Friday, October 8, 2010

Attorney sanctioned for comments and attitude during trial; but Ct does not declare a mistrial

Pharmalot has a story (here) about Gary Douglas, a plaintiff's attorney who represented a client who claimed Fosamax caused her to develop osteonecrosis. A few days ago, the judge in the case hit Douglas with a $2,500 sanction due to what has been described elsewhere as his manic and outrageous conduct during trial. According to the story, Douglas referred to another trial when he should not have done so, attacked the FDA during his summation over the way the agency is funded, characterized the FDA and the pharmaceutical industry for having an “incestuous relationship,” compared the FDA’s ability to monitor drug safety with the federal government’s response to Hurricane Katrina, improperly injected his own opinion concerning evidence into his summation, improperly referred to adverse event reports, accused Merck and its attorneys of hypocrisy, repeatedly disparaged defense witnesses and acted rudely, using sarcasm, gestures, imitations, mockery, singing, derogatory tones, laughing and what the judge called "fooling around’ and making fun.” The judge's order is available here.

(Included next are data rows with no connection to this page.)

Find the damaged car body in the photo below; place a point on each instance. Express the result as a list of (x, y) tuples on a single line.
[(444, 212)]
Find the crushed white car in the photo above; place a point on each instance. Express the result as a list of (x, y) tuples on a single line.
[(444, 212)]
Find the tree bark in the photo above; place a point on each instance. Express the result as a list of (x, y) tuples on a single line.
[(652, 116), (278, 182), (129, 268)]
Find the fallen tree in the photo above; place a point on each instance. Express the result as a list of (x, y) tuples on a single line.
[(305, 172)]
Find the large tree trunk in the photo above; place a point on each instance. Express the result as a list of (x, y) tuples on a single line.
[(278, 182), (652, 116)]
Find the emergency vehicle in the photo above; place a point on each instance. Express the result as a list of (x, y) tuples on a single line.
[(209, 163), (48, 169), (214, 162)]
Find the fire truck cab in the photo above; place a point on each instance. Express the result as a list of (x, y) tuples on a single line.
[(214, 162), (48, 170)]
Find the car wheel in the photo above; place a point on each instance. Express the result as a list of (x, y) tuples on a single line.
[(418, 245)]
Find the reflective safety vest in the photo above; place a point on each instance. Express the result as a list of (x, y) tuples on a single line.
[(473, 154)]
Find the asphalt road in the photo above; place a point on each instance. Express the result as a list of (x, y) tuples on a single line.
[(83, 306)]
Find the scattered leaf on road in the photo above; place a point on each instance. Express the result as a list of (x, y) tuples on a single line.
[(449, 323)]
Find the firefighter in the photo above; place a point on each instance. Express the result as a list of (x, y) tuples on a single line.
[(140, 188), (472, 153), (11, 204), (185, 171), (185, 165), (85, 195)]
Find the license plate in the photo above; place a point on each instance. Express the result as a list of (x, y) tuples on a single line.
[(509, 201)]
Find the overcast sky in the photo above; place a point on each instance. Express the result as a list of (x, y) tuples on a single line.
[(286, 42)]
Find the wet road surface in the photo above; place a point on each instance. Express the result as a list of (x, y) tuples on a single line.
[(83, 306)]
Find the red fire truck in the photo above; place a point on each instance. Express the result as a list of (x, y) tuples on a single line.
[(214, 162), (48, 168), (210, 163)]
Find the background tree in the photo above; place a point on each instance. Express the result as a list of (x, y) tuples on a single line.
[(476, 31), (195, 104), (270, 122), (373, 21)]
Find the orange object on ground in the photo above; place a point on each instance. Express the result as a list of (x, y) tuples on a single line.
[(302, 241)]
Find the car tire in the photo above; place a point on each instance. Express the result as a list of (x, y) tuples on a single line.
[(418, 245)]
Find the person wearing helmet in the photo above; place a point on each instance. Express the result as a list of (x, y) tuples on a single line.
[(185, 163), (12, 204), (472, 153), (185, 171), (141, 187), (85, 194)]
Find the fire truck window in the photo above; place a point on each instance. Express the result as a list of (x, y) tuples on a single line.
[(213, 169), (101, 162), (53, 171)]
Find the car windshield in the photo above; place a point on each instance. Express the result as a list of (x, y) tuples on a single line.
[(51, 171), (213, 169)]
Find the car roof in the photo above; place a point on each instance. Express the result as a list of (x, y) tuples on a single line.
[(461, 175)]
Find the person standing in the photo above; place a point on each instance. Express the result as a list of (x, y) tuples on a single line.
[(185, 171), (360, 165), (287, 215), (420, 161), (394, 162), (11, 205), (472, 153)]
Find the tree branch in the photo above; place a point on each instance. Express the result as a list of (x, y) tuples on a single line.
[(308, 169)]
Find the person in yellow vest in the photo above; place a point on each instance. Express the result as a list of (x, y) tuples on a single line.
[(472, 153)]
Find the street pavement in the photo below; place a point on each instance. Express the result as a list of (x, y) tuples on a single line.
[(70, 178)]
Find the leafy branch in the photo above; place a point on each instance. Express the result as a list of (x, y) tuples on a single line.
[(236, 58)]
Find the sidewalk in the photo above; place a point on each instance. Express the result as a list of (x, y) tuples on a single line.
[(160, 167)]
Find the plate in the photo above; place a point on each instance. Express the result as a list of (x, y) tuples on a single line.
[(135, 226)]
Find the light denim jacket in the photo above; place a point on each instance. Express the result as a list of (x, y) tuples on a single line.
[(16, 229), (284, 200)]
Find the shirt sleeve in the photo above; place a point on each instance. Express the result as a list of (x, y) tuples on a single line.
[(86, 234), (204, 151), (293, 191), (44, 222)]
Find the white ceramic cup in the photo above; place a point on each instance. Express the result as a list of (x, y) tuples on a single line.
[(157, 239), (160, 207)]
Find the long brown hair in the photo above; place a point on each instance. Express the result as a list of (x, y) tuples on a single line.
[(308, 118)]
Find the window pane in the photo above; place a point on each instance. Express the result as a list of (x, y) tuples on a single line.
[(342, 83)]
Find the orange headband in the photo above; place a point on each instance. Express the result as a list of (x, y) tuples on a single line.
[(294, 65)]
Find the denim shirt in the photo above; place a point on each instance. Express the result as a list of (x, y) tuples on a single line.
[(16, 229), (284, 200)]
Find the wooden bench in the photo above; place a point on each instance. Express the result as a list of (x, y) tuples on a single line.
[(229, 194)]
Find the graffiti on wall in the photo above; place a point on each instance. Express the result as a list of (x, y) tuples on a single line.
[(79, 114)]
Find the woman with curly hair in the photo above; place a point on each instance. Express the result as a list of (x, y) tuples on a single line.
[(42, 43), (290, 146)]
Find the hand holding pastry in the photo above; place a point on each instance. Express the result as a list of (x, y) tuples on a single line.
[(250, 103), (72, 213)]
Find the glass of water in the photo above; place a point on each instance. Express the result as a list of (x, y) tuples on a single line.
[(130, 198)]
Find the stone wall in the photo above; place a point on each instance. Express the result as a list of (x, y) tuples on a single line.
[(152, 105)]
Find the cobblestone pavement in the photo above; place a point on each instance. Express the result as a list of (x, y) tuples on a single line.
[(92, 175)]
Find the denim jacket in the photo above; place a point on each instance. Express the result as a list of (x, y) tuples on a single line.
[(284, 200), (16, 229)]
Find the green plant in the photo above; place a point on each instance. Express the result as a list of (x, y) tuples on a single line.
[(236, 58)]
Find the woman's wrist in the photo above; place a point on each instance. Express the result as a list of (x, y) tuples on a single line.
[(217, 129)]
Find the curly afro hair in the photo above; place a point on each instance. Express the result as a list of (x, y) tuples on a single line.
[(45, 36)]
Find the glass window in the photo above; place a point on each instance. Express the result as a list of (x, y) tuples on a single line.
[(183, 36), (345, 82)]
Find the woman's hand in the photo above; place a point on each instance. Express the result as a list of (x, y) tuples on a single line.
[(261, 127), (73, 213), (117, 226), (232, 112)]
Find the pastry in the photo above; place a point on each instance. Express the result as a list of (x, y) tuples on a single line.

Although I have not looked at the record, it does sound like the totality of the circumstances justified imposing sanctions, but I have to say that I don't have that much of a problem with the part about the comments during the closing argument. After all, the FDA is underfunded and its relationship with the pharmaceutical companies is questionable. Was it relevant in the case? Was there evidence in the case to support the claim? I don't know... but assuming there was some relevance and some reference to it, I would have let this go as examples of acceptable rhetoric. The defendant would have its turn to counter the statements. They were not so damaging.... Go here for the full story.

But the story does not end there. Once the jury came back with an $8 million verdict for the plaintiff, the defendants (and their supporters) are complaining that the plaintiff's lawyer's antics should have resulted in a mistrial and that they should be granted a new trial. See here. The court, however, found no need for a new trial because the lawyer's conduct did not touch on the key evidence of the case. Instead, the judge reduced the judgment from the $8 million awarded by the jury to $1.5 million - which is half of what the plaintiff wanted.

Supporters of the defendant's position have argued (here) that the fact the plaintiff’s told the jury that his client needed $3 million as full compensation for her injuries and the jury awarded $8 million is "a big, flashing, incontrovertible sign that counsel’s advocacy improperly influenced the jury." "What else could possibly explain that verdict?"

Well, since I have not seen the record, I really don't know. But I can say this: no, the verdict, by itself, is not an incotrovertible sign of anything other than the fact that the jury thought $8 million would be a better result than the one the lawyer asked for. And why could that be the case? Maybe the jury thought the lawyer was incompetent and that the evidence showed the client should be better compensated; maybe the jury wanted to impose punitive damages to punish the defendant but couldn't so they added more zeros to the compensatories; maybe the jury wanted to "nullify"; maybe the jury was incompetent... who knows?

As even the defendant's supporters have argued, "attempts to ascertain the prejudicial effect of conduct are necessarily based on speculation about the effect of that conduct on a jury." Thus, at least from what I have seen so far, I think the judge was justified in denying the request for a new trial. Since I am as intolerant of improper conduct as the next guy, I am certainly willing to be convinced otherwise, but that's what I am saying now.... The judge should deal with the conduct by imposing sanctions or contempt, not by giving the defendant a new trial.

Law.com has more on the story here. AboutLawsuits has the story here.